ZPi Logo "Serving the Paranoid
since 1997"
Lyle Zapato

Spammers Messing With My Site

Lyle Zapato | 2011-05-17.8650 LMT | Site

Somehow, someone is appending spam to Google Blog Search results from my site. To see what I mean, do a blog search for "blogurl:http://zapatopi.net/".

[2011-08-16: Found the problem, maybe, but not a complete solution. See update to update below.]

The green link at the bottom of a blog result from my site should read "http://zapatopi.net/blog/" (that's what it has been in the past; I guess Google gets it from the <link> element in the RSS feed). Instead, it's now this monstrosity:

http://zapatopi.net/?s=make+money+online&q=http://www.*****.com/****_******_TClick.aspx

(Don't worry if you've clicked on it; it won't do anything since my site doesn't parse those variables. But don't go to the appended URL. I have no idea what that will do.)

Anyone seeing my site in Google Blog Search will think I'm some sort of spammer and avoid me. I know I wouldn't click on a link with that garbage in the description. Whoever's doing this isn't merely spamming, they're poisoning my Google presence, impugning my reputation, and driving away at least some of my visitors. I am not pleased with this.

The spam isn't coming from my site. The RSS feed and the posts have not been altered to include the spam text. As far as I can tell, the spammer is somehow externally influencing what Google puts in it's metadata for my site, which they shouldn't be able to do.

The spam isn't showing up in normal Google search, only Blog Search, and it starts on posts from January of this year, with one outlier on October 9, 2010. If you do a normal search for "site:zapatopi.net [name of spammer]" my blog posts come up, so Google is acting as though those pages are associated with the word "[name of spammer]", even if the word doesn't appear on them (until this post, which will add it to the "recent posts" sidebar) or in the metatext of the search results. (This doesn't negatively affect me, per se, since all that means is people searching for "[name of spammer]" might end up reading about tree octopuses instead.
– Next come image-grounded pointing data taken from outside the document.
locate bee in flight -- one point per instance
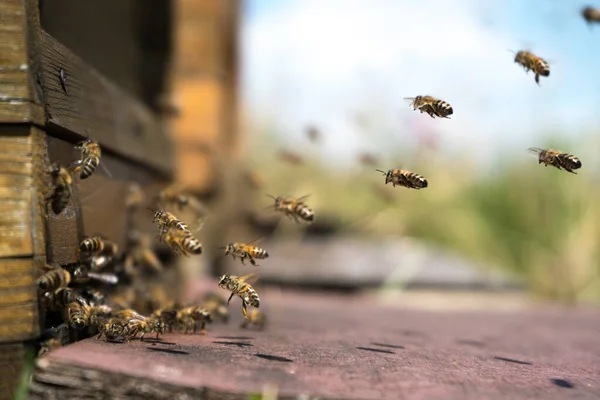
(531, 62)
(165, 221)
(404, 178)
(89, 160)
(591, 14)
(293, 208)
(556, 158)
(432, 106)
(238, 285)
(62, 189)
(182, 242)
(248, 251)
(255, 318)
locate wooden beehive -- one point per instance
(64, 77)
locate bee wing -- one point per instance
(534, 151)
(110, 279)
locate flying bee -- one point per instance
(255, 318)
(591, 14)
(290, 157)
(165, 220)
(556, 158)
(112, 329)
(140, 253)
(531, 62)
(188, 318)
(246, 251)
(96, 245)
(63, 191)
(54, 279)
(216, 306)
(182, 242)
(238, 285)
(404, 178)
(78, 315)
(145, 325)
(293, 208)
(432, 106)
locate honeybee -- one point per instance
(188, 318)
(404, 178)
(112, 329)
(216, 306)
(167, 314)
(290, 157)
(531, 62)
(96, 245)
(556, 158)
(78, 315)
(63, 191)
(293, 208)
(90, 158)
(182, 242)
(238, 285)
(60, 298)
(145, 325)
(140, 253)
(246, 251)
(591, 14)
(54, 279)
(165, 220)
(255, 318)
(97, 314)
(432, 106)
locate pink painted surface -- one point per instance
(349, 347)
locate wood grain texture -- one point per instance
(90, 104)
(20, 96)
(12, 356)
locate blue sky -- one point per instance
(322, 61)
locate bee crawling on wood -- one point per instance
(246, 251)
(78, 315)
(404, 178)
(63, 191)
(432, 106)
(90, 158)
(56, 278)
(188, 319)
(238, 285)
(293, 208)
(531, 62)
(556, 158)
(182, 242)
(256, 318)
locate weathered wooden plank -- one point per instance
(12, 356)
(84, 102)
(20, 95)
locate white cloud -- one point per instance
(320, 60)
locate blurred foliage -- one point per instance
(540, 225)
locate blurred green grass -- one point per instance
(539, 225)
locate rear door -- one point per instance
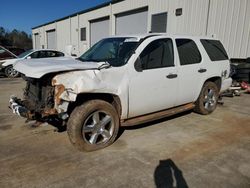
(191, 70)
(155, 87)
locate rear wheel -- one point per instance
(10, 72)
(93, 125)
(207, 101)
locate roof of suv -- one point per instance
(148, 35)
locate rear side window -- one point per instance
(188, 52)
(215, 50)
(158, 54)
(59, 54)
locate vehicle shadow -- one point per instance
(168, 175)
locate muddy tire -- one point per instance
(93, 125)
(10, 72)
(207, 101)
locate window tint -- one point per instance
(34, 55)
(215, 50)
(42, 54)
(51, 54)
(157, 54)
(188, 52)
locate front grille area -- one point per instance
(38, 95)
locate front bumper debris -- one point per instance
(18, 108)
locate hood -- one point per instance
(40, 67)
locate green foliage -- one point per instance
(15, 38)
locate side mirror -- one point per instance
(138, 65)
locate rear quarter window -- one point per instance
(215, 50)
(188, 52)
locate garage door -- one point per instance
(133, 22)
(37, 41)
(99, 29)
(51, 39)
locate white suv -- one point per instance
(124, 81)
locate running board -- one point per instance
(157, 115)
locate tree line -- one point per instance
(15, 38)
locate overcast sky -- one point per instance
(25, 14)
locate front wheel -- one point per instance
(10, 72)
(207, 101)
(93, 125)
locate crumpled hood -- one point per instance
(40, 67)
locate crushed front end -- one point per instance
(39, 100)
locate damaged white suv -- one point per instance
(124, 81)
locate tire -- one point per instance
(207, 101)
(93, 125)
(10, 72)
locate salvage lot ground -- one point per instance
(198, 151)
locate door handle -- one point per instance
(202, 70)
(171, 76)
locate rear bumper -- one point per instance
(226, 84)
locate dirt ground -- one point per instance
(187, 150)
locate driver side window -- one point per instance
(158, 54)
(34, 55)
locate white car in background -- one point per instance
(6, 66)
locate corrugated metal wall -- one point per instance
(228, 20)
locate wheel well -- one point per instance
(110, 98)
(216, 80)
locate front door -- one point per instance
(155, 87)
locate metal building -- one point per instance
(228, 20)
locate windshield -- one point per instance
(115, 51)
(22, 55)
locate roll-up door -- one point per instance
(159, 23)
(51, 39)
(99, 29)
(132, 22)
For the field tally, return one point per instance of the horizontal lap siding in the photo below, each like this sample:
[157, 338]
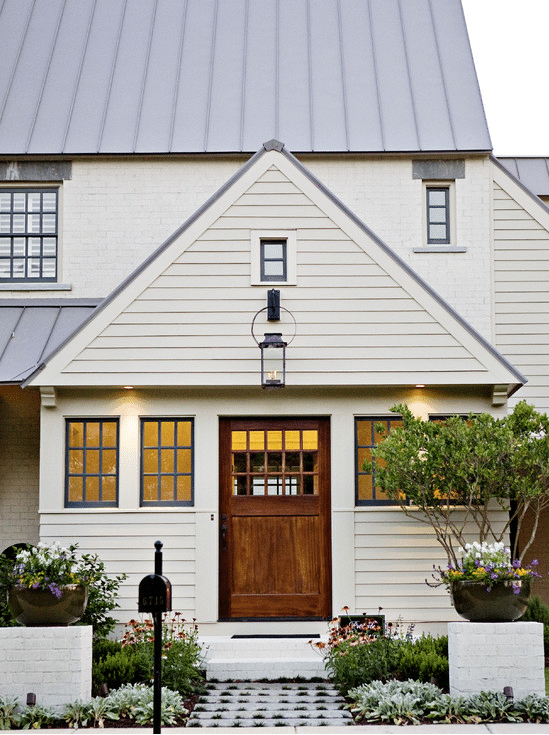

But I still don't like it.)

I've sent a spam report to Google, but, yeah, not holding my breath on a reply to that. Maybe it'll be mysteriously fixed by Google elves, who knows.

(Note: I may delete this post if the problem is mysteriously solved since I'd rather not muck up my blog with references to spammer gibberish. Or maybe I'll replace it with useful information for anyone else similarly spammed if I learn any. [Which I did, see update...])

UPDATE 2011-08-16: It's been over a month and a half since I implemented the fix in the update below. The spam is still on my blog search listings. So the fix doesn't actually work, at least not for posts already indexed. Although, oddly, this post has been fixed. (It's now showing my main url, "zapatopi.net/", instead of the blog url, "zapatopi.net/blog/", like all the older, pre-spammed posts, presumably because of the redirect I implemented.) Google might have updated this one because I changed the name/url. I tried changing one of the other posts names by adding an 'x' to the end and letting it sit for a few days, but that didn't spur an update. I also tried changing the content a little, but that didn't do anything either. So, yeah, that makes no sense.

Also, now none of the newer posts are showing up in blog search. The June 6 post is the most recent listed there, but there's been five posts since then. The newer ones do show up in regular search. In fact, when I remembered to look two hours after posting the last one, it was indexed, so that's working fine and fast, it's just the blog search that's screwed up.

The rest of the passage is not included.